Mais aussitôt se montre une nuance importante : pour Marx « ce n’est pas la conscience de l’homme qui détermine son existence, mais son existence sociale qui détermine sa conscience » (Introduction à la critique de l’économie politique) ; pour Alain, l’inférieur porte le supérieur mais ne le détermine pas. Quelles que soient les conditions dans lesquelles il vit, l’homme forme des pensées qui sont hors de l’espace et du temps et qui peuvent guider son action. Jaurès le disait déjà dans une conférence qui voulait montrer aux étudiants socialistes, en 1894, qu’il ne faut pas opposer la conception matérialiste à la conception idéaliste de l’histoire : « C’est un même souffle de plainte et d’espérance qui sort de la bouche de l’esclave, du serf et du prolétaire ; c’est le souffle immortel d’humanité qui est l’âme même de ce qu’on appelle le droit ». Certes, les conditions matérielles changent, mais les aspirations idéales de l’homme sont toujours les mêmes et elles jouent un rôle essentiel dans le changement des conditions matérielles. Marx le reconnaissait d’ailleurs d’une certaine manière, car s’il comprenait que l’action humaine s’exerce toujours « dans des circonstances données » (Le 18 Brumaire de Louis Bonaparte), il n’en affirmait pas moins que l’histoire « n’est que l’activité de l’homme qui poursuit ses objectifs » (La Sainte famille). Or il y a des objectifs de l’homme qui ne concernent pas seulement ses besoins inférieurs et qui font que précisément l’Humanité existe, c’est-à-dire que l’homme est autre chose qu’un animal. N’est-il pas remarquable qu’on ne connaît aucune société humaine dans laquelle on aurait honoré certains individus en raison de leur bêtise, de leur lâcheté ou de leur cruauté ? C’est assez dire qu’il y a des aspects et des aspirations de l’homme qui échappent au déterminisme matérialiste. Notons au passage qu’il n’est pas sûr que Marx se serait reconnu dans le marxisme d’Althusser, qui ne veut voir, dans l’éducation, la culture et la morale des hommes, que des « Appareils Idéologiques d’Etat ».

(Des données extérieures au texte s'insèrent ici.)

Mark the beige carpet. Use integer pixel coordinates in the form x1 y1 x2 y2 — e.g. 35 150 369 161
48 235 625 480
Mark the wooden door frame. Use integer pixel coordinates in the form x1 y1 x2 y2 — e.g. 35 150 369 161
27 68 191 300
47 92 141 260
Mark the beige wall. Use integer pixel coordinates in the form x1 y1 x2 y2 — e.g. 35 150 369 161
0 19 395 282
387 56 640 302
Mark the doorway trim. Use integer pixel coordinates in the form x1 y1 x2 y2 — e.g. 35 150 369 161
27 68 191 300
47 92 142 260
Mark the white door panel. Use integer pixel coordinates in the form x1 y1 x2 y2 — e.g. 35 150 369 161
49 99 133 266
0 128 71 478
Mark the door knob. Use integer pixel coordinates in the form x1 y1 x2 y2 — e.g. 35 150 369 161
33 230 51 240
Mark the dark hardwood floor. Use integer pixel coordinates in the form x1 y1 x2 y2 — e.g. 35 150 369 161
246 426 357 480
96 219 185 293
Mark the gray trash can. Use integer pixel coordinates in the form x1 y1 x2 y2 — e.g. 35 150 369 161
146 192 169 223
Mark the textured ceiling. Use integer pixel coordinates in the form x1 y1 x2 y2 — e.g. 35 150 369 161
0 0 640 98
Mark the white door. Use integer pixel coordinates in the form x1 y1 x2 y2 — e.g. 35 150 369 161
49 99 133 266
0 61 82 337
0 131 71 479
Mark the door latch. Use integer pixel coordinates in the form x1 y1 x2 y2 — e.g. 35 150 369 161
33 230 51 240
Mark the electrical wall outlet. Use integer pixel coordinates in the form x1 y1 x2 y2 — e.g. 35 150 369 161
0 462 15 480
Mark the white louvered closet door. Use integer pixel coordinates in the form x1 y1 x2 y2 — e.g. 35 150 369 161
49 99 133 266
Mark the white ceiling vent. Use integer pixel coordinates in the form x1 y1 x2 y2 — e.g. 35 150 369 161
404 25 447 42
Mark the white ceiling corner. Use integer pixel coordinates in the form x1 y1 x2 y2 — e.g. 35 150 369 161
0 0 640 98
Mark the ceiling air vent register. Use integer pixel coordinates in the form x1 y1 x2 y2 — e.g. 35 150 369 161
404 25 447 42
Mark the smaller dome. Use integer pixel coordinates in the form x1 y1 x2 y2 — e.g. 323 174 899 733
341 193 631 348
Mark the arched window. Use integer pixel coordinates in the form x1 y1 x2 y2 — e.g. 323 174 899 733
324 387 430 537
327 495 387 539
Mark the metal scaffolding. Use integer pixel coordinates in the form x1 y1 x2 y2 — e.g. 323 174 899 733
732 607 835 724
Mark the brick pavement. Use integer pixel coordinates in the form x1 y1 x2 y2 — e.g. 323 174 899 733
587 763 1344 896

Une autre nuance apparaît d’ailleurs dans l’approche matérialiste de l’homme selon Marx et selon Alain : parmi les besoins animaux de l’homme, il en est un dont Marx ne parle pas et qui est essentiel pour Alain, parce qu’il a d’importantes conséquences politiques, c’est le besoin de sommeil. L’homme peut faire une grève de la faim et la poursuivre assez longtemps, mais vient toujours assez vite un moment où, qu’il le veuille ou non, il doit s’endormir. Il se trouve alors sans défense contre une agression quelconque, naturelle, animale ou humaine. Ce thème revient souvent chez Alain et ce n’est pas par hasard que, dans Les idées et les âges, le livre premier a pour titre « Le sommeil » et que la formule « nuit, reine des villes » se trouve à la fois dans un Propos du 22 juillet 1908 et dans les Vingt leçons sur les beaux-arts (onzième leçon, 28 juillet 1930). C’est, en effet, sur la nécessité de maintenir l’ordre que repose toute société : ceux qui en sont chargés sont justement appelés « gardiens de la paix », « forces de l’ordre », ou « vigiles » et le mot « police » vient du terme grec qui signifie « cité ». Mais c’est aussi cette nécessité première qui est le plus souvent à l’origine d’une tyrannie. Et on comprend que la politique d’Alain se résume volontiers par la réunion de deux termes que le marxisme ne peut qu’opposer : obéissance et résistance.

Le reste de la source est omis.